Wagner ripped into Stephanie Avakian, co-director of enforcement at the SEC, expressing concern that these judges are not appointed under Article III of the Constitution, which grants judicial power. She also pointed to a 2015 Wall Street Journal article, which reported that the agency wins 90 percent of the time in its own administrative proceedings.
“These are complicated issues, and I have great concerns of this overreach of authority, especially given the fact that these are not Article III judges,” Wagner said. “I look forward to working with you and the agency as we go forward to get the most proper outcome concerning these issues.”
“Since we’ve been in this job, which has now been just about a year, the circumstances in which we’ve filed litigation actions as administrative proceedings have been fairly limited,” Avakian said. “And I would say broadly they’ve been limited to circumstances where either the charges that we’re pursuing are only available in the administrative forum, so think ‘failure to supervise of a broker/dealer’—something like that. Or where the principal relief we’re seeking is only available in the administrative forum, so barring someone from being in the securities business or where the person involved is a registered person, like a registered broker/dealer or an investment advisor.”
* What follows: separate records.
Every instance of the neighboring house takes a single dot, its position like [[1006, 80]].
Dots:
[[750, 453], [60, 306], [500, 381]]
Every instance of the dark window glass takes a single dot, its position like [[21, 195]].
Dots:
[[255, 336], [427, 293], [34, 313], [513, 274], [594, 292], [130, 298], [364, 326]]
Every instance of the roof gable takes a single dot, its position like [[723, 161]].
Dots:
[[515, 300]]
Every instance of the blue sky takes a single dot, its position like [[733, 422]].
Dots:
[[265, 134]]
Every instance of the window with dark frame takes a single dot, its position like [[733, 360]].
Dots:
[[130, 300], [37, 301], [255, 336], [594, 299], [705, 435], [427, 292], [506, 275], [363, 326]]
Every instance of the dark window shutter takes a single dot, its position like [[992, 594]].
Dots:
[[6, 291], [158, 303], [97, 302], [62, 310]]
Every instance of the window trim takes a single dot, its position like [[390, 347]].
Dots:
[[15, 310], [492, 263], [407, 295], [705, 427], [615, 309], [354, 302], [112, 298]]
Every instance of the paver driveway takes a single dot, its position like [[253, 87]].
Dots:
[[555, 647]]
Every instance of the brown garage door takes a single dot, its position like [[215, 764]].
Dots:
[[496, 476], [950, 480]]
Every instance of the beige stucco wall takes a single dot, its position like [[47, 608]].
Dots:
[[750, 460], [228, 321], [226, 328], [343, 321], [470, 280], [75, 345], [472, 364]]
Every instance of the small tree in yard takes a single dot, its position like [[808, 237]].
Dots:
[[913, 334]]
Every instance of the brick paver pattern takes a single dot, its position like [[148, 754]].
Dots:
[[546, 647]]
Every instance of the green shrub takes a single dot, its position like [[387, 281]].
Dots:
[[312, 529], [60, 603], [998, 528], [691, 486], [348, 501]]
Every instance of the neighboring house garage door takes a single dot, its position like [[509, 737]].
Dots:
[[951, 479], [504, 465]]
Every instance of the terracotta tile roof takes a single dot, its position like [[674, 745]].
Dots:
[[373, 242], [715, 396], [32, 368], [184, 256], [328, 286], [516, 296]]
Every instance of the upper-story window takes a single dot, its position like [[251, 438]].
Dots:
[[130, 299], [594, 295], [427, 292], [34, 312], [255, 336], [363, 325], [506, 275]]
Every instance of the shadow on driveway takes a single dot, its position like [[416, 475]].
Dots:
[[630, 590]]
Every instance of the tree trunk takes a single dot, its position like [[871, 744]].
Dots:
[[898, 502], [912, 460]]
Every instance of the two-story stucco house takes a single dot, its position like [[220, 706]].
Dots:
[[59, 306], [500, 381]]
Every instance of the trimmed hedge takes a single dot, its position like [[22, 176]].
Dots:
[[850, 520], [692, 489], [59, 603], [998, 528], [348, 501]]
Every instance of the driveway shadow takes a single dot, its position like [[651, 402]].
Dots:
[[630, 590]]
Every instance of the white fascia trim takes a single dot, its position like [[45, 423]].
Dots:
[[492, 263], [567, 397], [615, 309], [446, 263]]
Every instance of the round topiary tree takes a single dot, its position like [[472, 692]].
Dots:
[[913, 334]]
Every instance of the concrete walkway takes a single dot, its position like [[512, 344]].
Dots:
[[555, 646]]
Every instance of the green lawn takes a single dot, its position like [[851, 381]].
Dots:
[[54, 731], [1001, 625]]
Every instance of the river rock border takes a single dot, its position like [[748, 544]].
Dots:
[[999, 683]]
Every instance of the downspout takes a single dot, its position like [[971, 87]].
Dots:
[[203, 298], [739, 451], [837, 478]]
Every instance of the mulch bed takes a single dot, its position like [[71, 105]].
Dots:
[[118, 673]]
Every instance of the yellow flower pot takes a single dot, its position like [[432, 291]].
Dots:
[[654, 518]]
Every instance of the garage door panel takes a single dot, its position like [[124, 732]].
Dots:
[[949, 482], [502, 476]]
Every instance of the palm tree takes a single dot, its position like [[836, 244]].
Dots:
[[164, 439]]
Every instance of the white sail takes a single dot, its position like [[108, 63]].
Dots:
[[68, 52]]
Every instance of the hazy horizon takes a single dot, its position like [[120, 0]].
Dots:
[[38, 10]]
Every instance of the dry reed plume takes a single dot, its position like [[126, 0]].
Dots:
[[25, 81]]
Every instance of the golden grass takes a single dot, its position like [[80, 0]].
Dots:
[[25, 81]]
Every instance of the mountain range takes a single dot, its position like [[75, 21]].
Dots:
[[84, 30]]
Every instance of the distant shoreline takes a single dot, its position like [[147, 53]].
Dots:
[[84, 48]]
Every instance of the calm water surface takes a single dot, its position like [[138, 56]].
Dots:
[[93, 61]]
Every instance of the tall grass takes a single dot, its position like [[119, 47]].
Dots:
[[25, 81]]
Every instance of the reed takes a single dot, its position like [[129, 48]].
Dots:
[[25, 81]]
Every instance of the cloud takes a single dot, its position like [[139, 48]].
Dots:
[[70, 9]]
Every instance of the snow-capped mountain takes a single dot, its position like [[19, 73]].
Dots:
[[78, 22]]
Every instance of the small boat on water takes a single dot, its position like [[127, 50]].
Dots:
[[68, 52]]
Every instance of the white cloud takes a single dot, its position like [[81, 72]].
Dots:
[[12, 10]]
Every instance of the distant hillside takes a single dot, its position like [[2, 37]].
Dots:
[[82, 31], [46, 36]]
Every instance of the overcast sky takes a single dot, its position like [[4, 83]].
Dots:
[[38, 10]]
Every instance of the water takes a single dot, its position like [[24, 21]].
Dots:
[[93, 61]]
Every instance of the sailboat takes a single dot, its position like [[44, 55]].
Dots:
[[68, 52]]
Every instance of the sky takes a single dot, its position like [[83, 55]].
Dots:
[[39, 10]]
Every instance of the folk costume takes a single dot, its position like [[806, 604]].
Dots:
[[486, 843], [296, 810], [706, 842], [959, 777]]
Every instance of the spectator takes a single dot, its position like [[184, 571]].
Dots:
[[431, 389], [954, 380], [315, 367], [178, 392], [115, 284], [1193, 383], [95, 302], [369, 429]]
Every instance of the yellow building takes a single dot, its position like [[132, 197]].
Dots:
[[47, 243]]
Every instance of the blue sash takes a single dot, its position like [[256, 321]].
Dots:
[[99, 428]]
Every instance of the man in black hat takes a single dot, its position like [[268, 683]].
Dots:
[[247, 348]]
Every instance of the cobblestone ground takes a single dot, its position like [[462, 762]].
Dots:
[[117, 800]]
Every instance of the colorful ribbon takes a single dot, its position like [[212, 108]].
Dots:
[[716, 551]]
But Wagner pressed Avakian on the undue bias in favor of the commission.
“Probably worth noting that in the last year we fared much better in litigation in district court than we did in our administrative forum; I think our success rate was less than 60 percent,” Avakian responded.
“The appellate rights are initially to the commission, but after that to the U.S. Circuit Court of Appeals, which is the same appellate path that a case takes if it goes through the district court,” she added. “If there’s concern, ultimately there is a path for appeal that’s very similar to that.”
The defendant in these cases does not have a choice about which path to take, one of the reasons Davidson last year introduced the Due Process Restoration Act of 2017, which would allow defendants in SEC enforcement cases the option to fight in a federal district court rather than the SEC’s administrative forum.
Davidson also expressed concerns over the in-house judges’ batting average.
“Don’t get me wrong; when we bring a case, we’re looking to win them all,” said Steven Peikin, co-director of SEC enforcement. “We don’t. We win about 75 percent of our cases in federal court and about 85 percent in administrative forums. They’re roughly equivalent success rates.”
Peikin added that the rules around administrative proceedings have been modernized in recent years, for example, to allow for depositions on each side. And there are certain protections in the administrative forum that aren’t available in federal court, such as having to turn over your entire file immediately.
The U.S. Supreme Court is currently hearing a case challenging the SEC’s use of in-house judges. The case is being brought by investment advisor Raymond Lucia, a San Diego, Calif.-based radio personality who had been barred from the industry for life by an SEC judge for misleading investors about his “Buckets of Money” strategy.